Immunohistochemical Staining of the Decalcified Paraffin Sections

To further confirm the osteogenic differentiation around the external implants, the expression of osteogenic markers, including osteoprotegerin (OPG) and osteocalcin (OC), was detected by immunohistochemical staining. The results were shown in Figure 10. The black arrow represented positive expression of OPG and OC, new bone was observed in the marrow cavity surrounded by the implant, and columnar arrangement osteoblasts were found. .

FIGURE 10

FIGURE 10. The expressions of osteogenic markers. Paraffin sections of bone samples 21 days after the external cap implant grafted, and the expressions of osteogenic markers including Osteoprotegerin (OPG) and Osteocalcin (OC) were detected by immunohistochemical staining.
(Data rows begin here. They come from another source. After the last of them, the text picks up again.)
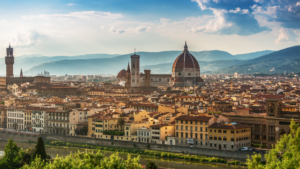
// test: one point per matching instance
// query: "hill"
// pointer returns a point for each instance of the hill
(276, 62)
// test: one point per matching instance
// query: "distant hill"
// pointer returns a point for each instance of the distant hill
(276, 62)
(106, 64)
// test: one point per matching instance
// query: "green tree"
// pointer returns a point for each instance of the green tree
(151, 165)
(285, 154)
(87, 160)
(12, 156)
(39, 150)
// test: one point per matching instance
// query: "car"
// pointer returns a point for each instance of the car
(244, 149)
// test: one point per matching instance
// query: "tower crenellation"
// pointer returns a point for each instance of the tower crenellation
(135, 70)
(9, 61)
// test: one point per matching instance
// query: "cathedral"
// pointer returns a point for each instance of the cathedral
(185, 73)
(9, 79)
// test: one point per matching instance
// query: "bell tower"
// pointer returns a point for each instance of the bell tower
(135, 70)
(128, 78)
(9, 61)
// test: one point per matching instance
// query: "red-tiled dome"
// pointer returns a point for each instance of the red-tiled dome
(122, 74)
(185, 60)
(199, 79)
(178, 80)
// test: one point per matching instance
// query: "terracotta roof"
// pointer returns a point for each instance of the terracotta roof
(122, 74)
(178, 80)
(185, 60)
(229, 126)
(193, 118)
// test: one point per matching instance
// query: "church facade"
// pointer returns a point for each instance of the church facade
(9, 79)
(185, 73)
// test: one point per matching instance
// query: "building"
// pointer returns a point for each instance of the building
(232, 136)
(10, 79)
(121, 76)
(266, 128)
(160, 132)
(192, 130)
(15, 118)
(144, 135)
(3, 116)
(39, 120)
(77, 116)
(59, 122)
(27, 121)
(135, 70)
(186, 70)
(236, 75)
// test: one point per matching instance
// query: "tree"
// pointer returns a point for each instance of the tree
(285, 154)
(151, 165)
(39, 150)
(121, 123)
(81, 131)
(86, 160)
(12, 156)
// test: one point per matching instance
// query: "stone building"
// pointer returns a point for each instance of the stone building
(185, 72)
(9, 79)
(266, 129)
(15, 118)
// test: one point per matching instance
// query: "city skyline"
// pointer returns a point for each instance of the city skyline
(117, 27)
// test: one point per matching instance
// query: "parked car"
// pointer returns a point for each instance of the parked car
(244, 149)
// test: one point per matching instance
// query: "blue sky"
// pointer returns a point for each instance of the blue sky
(75, 27)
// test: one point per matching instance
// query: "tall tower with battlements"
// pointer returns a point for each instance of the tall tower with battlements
(135, 70)
(9, 61)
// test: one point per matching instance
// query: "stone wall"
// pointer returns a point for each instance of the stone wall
(117, 143)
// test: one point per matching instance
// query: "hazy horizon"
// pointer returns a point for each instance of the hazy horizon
(76, 27)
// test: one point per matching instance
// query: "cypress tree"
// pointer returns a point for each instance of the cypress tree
(39, 150)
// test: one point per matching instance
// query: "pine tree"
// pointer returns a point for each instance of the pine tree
(39, 150)
(12, 156)
(285, 154)
(151, 165)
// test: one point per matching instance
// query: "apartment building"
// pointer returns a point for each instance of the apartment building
(15, 118)
(59, 122)
(232, 136)
(192, 130)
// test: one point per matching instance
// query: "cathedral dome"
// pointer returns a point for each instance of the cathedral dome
(185, 60)
(122, 74)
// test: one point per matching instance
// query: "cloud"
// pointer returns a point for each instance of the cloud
(75, 15)
(287, 35)
(117, 31)
(287, 12)
(70, 4)
(230, 17)
(25, 38)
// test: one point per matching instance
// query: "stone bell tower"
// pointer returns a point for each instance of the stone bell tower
(135, 70)
(9, 61)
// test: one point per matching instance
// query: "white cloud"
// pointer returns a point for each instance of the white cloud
(117, 31)
(25, 38)
(287, 35)
(215, 24)
(237, 10)
(75, 15)
(259, 1)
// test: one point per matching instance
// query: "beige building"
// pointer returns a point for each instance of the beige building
(192, 130)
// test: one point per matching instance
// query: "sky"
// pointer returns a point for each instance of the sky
(76, 27)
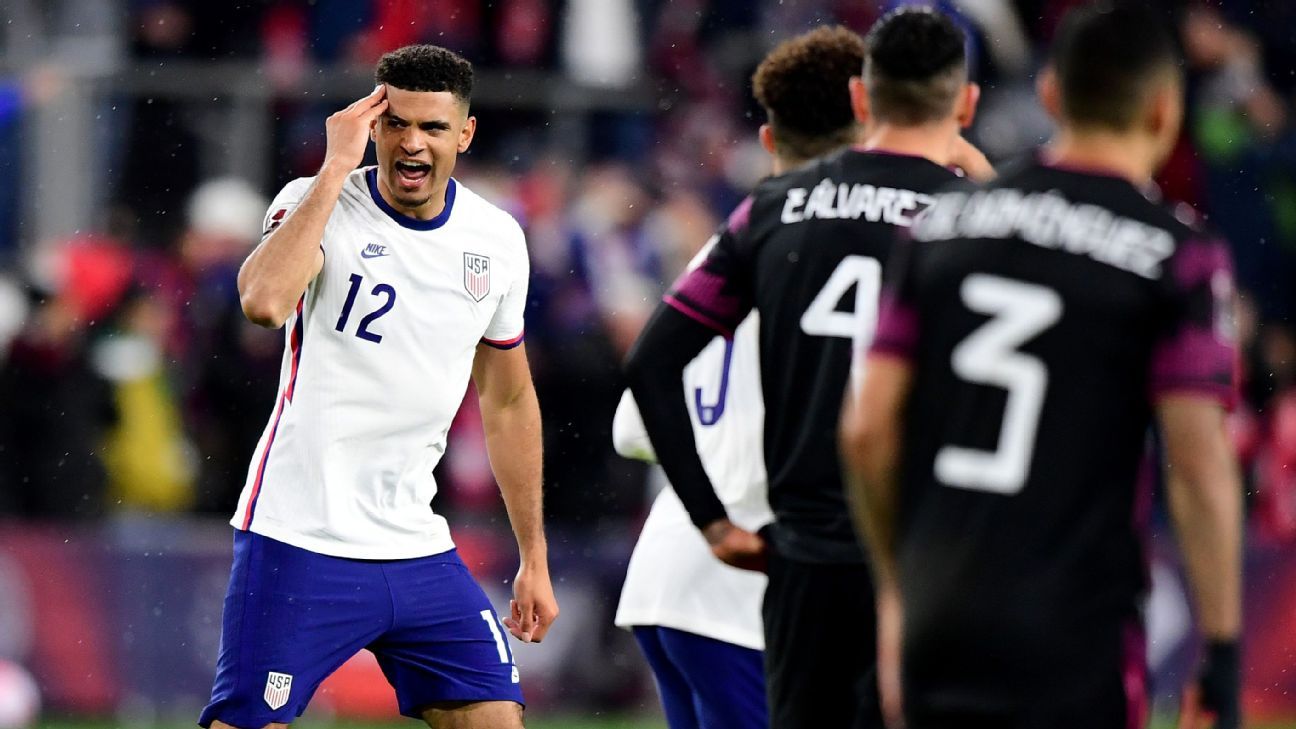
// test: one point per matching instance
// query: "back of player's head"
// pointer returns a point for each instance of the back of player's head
(915, 66)
(1107, 60)
(427, 68)
(804, 86)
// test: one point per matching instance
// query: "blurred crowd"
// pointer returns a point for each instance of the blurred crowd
(128, 379)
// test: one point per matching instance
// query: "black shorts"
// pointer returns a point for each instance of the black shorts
(1098, 681)
(821, 649)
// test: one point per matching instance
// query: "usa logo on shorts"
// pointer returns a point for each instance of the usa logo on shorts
(477, 275)
(276, 689)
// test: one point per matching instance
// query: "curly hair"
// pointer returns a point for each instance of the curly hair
(802, 84)
(427, 68)
(915, 66)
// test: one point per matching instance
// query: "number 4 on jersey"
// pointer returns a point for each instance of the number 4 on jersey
(822, 317)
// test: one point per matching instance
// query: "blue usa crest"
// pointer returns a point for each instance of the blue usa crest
(476, 275)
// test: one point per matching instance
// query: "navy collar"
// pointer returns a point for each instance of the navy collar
(371, 177)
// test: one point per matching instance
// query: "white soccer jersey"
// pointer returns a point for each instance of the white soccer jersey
(673, 579)
(377, 359)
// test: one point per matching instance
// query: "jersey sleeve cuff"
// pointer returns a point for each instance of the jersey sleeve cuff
(504, 343)
(692, 313)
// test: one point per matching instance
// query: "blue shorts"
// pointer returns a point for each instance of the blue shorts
(293, 616)
(705, 684)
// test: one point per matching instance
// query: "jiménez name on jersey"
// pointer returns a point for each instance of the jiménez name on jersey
(833, 201)
(1049, 219)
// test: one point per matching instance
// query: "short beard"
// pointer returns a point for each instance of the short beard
(412, 204)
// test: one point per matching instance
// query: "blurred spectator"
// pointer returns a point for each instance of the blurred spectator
(150, 465)
(56, 406)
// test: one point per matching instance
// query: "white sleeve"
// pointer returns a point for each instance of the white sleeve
(284, 204)
(507, 326)
(629, 436)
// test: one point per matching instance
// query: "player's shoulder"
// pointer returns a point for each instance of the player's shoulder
(294, 190)
(477, 210)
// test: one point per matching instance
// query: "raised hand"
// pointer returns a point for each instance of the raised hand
(347, 131)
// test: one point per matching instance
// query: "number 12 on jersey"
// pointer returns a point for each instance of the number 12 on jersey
(363, 330)
(990, 356)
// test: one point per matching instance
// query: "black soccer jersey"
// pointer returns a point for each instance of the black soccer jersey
(1042, 315)
(806, 250)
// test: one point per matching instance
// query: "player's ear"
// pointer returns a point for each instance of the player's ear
(465, 135)
(859, 99)
(966, 110)
(766, 136)
(1050, 96)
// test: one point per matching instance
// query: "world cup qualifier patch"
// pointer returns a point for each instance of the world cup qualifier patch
(277, 686)
(476, 275)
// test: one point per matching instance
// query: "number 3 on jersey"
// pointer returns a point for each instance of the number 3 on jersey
(990, 356)
(363, 330)
(822, 317)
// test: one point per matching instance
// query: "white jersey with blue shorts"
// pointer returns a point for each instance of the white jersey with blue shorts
(336, 545)
(696, 619)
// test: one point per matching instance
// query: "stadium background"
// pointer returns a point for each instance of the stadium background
(141, 139)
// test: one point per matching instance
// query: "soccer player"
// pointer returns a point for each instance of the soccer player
(395, 283)
(801, 244)
(1029, 335)
(696, 619)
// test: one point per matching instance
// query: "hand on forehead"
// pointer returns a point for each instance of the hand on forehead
(419, 107)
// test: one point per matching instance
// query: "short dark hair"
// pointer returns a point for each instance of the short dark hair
(427, 68)
(1104, 57)
(915, 66)
(804, 86)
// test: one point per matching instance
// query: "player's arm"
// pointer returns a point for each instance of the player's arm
(272, 279)
(1194, 380)
(870, 444)
(1204, 493)
(511, 419)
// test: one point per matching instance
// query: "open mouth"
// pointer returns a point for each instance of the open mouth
(412, 174)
The black arrows indicated positive expression in the columnar osteoblasts arranged in a palisade.

Immunohistochemical staining was used to detect the expression of Bone Marrow Stromal Cells (BMSCs) markers CD45 and CD90 and their chemokine CXCR4 in the bone tissue surrounded by the external implants, as shown in Figure 11. The red arrow indicated the endosteum in the medullary cavity at the implant contact area. The expression of CD45 was negative, CD90 was positive, and CXCR4 was positively expressed. The black arrows indicated positive expression in bone stroma.

FIGURE 11

FIGURE 11. The expressions of BMSCs markers. The paraffin sections of bone samples 21 days after the external cap implant grafted, and the expressions of BMSCs markers (CD45, CD90) chemokines CXCR4 were detected by immunohistochemical staining. The brown-yellow particles indicated the positive expression. The expression of CD45 was negative and that of CD90 was positive, while the expressions of BMSCs chemokines CXCR4 were also positively expressed.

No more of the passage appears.